The countess had railed at him at Bonne Vista
,
cursing at him that he
alone
was the cause of Dulcie’s extraordinary condition. He’d planted the seed that made her sick. If she and the child survived, Griff vowed he would never stick his polluted cock inside a woman’s body again.
Meanwhile, he would make certain Dulcie was given the best of medical attention. He would call on Dr. Johnson on the morrow. He was the physician who pulled Griff through his own ordeal. Now Griff sorely needed additional medical advice and help. He knew without any semblance of doubt that haste was of the essence if Dulcie were to survive.
Chapter Thirty-Three
The countess and Trent left Dulcie’s sickroom and retired to Agina’s chambers.
“The chit manages to hold onto a fragile thread, milady,” Trent commented. “She hasn’t asked for tea for several days and drinks only plain water. And she hasn’t tossed up her accounts, either, since I checked her chamber pot. Perhaps, if she can still sit up, we should add a larger dose of sugar and order the tea tray, make sure she swallows the tea in front of us. Her twenty-first birthday is approaching the deadline. We can only hope she expires soon.”

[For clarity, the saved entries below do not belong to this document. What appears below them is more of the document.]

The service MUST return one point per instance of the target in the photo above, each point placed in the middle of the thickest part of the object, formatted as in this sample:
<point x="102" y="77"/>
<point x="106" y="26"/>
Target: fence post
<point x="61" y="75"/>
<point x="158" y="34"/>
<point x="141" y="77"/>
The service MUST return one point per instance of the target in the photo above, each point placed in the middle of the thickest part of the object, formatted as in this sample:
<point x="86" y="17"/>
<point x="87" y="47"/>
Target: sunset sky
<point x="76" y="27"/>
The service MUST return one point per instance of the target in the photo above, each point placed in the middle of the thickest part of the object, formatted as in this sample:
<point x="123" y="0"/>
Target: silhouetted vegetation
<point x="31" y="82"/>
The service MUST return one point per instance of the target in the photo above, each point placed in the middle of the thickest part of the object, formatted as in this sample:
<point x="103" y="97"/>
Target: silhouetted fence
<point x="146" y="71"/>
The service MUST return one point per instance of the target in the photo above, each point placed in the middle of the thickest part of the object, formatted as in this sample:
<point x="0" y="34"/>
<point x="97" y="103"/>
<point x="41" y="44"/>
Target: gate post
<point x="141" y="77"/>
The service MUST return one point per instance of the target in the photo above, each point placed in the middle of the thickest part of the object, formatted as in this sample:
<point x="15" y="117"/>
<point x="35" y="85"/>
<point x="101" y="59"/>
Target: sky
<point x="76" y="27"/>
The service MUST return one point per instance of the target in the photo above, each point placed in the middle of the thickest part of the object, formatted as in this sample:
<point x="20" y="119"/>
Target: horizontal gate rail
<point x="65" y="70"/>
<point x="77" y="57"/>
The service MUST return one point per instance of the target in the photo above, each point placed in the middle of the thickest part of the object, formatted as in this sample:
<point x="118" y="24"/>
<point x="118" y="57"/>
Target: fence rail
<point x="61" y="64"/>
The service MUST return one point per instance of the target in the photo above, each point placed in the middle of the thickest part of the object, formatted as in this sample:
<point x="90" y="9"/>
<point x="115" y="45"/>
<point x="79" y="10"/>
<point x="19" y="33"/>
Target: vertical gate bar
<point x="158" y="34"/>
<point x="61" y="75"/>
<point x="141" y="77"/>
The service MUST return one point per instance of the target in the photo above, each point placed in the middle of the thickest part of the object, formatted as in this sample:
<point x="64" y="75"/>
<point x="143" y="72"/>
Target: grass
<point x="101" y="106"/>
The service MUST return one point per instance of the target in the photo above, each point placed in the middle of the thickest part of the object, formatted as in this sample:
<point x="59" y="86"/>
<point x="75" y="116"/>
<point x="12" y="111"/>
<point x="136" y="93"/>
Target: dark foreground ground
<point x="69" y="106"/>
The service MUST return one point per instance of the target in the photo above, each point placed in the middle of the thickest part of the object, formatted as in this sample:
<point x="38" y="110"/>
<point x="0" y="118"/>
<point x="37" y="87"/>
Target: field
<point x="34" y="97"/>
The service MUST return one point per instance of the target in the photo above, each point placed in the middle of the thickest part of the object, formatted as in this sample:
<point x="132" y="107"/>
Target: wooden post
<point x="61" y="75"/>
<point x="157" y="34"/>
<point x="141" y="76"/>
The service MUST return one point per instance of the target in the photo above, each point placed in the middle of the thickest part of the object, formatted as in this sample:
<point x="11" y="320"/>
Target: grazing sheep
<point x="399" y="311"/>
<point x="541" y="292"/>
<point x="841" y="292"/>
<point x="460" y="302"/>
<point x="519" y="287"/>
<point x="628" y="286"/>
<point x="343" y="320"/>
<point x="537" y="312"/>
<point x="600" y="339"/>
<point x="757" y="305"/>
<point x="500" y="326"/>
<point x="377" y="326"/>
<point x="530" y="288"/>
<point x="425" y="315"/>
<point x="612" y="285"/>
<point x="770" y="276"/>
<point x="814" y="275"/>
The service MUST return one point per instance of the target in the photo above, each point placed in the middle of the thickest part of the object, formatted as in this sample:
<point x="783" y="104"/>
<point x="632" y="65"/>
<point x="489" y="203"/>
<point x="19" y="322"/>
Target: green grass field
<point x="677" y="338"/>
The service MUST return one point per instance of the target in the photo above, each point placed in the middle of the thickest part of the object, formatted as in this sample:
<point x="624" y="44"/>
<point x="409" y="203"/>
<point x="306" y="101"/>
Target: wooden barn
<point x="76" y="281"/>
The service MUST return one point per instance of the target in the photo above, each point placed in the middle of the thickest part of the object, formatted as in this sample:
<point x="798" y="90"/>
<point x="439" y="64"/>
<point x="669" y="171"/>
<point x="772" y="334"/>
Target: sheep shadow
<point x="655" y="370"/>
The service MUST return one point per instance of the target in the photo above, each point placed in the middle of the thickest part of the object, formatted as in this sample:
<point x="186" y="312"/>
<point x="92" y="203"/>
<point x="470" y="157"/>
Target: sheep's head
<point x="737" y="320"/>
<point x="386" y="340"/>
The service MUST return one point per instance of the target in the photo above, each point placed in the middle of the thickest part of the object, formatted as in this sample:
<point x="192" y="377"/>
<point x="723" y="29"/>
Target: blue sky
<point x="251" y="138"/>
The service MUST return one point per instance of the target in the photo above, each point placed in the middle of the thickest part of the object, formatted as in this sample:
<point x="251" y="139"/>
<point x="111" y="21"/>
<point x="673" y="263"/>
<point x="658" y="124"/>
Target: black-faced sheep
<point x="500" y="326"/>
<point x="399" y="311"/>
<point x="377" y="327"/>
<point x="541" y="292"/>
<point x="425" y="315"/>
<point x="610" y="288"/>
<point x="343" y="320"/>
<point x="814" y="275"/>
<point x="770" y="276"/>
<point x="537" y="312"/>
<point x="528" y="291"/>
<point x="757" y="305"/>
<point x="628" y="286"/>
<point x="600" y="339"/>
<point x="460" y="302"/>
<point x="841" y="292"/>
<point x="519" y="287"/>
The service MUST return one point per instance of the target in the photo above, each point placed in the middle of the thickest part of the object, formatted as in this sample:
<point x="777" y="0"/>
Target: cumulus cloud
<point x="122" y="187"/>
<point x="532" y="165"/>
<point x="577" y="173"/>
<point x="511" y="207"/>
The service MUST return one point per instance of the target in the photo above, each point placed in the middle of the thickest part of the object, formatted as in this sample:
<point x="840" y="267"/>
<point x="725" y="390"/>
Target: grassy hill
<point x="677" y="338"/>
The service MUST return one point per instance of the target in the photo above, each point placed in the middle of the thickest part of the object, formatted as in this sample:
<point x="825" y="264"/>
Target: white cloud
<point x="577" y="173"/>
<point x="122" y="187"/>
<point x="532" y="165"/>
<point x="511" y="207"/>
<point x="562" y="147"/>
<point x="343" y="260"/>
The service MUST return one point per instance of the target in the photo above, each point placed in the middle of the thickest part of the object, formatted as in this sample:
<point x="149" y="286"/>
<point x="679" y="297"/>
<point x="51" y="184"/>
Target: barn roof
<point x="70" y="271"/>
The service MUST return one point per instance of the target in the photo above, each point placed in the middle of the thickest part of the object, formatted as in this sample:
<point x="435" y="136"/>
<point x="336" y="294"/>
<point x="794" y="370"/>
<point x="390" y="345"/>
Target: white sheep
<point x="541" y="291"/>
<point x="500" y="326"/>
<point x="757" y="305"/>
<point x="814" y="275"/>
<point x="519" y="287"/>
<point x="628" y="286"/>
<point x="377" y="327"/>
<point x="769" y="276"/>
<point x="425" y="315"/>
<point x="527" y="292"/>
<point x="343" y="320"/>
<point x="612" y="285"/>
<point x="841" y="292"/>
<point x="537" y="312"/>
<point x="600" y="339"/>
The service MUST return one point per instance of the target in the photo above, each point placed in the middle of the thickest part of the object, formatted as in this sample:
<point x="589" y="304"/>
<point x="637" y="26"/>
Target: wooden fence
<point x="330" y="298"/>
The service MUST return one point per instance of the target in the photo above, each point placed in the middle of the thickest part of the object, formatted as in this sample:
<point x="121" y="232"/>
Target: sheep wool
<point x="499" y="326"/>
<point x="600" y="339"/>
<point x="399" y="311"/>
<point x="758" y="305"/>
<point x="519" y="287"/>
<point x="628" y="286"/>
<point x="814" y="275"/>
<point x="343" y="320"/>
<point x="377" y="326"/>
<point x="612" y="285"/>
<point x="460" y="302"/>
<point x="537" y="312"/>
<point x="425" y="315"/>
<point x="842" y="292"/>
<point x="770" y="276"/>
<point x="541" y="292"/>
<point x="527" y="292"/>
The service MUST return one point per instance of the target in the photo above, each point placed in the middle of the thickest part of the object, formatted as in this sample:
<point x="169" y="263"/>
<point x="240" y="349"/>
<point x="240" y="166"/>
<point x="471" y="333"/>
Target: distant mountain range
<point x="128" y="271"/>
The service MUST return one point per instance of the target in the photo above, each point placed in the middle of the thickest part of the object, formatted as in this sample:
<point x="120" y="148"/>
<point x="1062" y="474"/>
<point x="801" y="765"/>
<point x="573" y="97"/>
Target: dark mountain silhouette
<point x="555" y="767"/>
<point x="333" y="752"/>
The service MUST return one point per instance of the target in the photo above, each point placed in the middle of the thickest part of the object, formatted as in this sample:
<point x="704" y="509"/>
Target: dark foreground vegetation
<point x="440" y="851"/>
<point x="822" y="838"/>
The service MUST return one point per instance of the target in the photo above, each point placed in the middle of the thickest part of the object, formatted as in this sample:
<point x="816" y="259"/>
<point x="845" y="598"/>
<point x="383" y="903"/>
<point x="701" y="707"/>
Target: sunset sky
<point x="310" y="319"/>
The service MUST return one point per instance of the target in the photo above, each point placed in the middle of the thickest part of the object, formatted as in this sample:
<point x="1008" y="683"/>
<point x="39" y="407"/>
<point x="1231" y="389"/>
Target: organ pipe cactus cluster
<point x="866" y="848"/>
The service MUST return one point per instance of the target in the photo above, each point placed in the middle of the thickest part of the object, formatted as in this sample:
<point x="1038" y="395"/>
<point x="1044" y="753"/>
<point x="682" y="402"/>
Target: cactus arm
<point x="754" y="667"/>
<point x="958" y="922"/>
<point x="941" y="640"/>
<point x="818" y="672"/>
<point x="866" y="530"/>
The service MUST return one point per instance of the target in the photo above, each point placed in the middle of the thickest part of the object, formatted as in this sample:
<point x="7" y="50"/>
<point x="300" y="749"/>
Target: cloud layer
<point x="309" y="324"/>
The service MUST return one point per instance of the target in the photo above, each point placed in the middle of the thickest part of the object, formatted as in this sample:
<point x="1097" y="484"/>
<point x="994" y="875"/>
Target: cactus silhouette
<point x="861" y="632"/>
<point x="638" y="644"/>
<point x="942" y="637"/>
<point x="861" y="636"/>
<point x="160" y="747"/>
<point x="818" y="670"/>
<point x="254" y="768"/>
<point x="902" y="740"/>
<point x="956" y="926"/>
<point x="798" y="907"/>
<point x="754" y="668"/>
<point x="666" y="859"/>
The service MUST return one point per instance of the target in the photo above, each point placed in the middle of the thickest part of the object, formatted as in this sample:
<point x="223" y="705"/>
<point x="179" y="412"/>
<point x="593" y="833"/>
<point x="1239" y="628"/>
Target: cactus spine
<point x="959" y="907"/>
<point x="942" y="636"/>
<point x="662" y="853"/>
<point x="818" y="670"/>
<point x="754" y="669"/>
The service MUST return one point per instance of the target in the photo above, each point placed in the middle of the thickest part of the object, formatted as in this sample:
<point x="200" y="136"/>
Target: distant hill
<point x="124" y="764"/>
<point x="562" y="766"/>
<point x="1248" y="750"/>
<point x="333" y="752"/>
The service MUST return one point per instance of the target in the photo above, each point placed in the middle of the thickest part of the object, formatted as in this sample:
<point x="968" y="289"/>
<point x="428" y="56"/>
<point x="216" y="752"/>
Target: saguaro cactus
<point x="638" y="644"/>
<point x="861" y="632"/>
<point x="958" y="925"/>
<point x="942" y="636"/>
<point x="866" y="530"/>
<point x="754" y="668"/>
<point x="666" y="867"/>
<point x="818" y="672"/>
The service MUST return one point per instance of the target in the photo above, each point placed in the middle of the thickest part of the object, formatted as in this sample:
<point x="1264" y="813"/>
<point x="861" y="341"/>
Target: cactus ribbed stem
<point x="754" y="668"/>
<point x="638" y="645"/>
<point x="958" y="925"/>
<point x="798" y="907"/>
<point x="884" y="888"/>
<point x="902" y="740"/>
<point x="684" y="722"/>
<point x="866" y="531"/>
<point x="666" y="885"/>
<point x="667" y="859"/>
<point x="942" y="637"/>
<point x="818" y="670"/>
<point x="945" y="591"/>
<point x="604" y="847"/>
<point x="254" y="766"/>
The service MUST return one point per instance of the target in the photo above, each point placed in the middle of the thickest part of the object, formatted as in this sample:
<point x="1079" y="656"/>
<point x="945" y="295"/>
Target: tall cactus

“Yes, yes, I know that, Trent,” the countess said, pinching her bottom lip between a thumb and index finger, a habit of hers when she was scheming. “Best we put our heads together, or we will be in the suds if she is still alive and breathing on the twenty-third of November.”
* * * *
Griff was allowed to enter his physician’s inner sanctum. A weary Henry Johnson looked as if a cat had dragged the man into his office by the scruff of his neck. He slowly waved Griff into a straight-backed chair. He then pulled a decanter of brandy and two glasses toward him. Nodding at the second glass on the tray, Griff accepted the offer from the red-eyed physician. The two men saluted one another and swallowed.
“Well, now,” the physician said, his brows lifting to his forehead. “Are you feeling all right? Should I be of additional help?”
Griff’s smile was thin-lipped, but he replied, “No, I’m fine, thanks to you, sir. But you look as though you haven’t slept a wink in a week. More casualties?”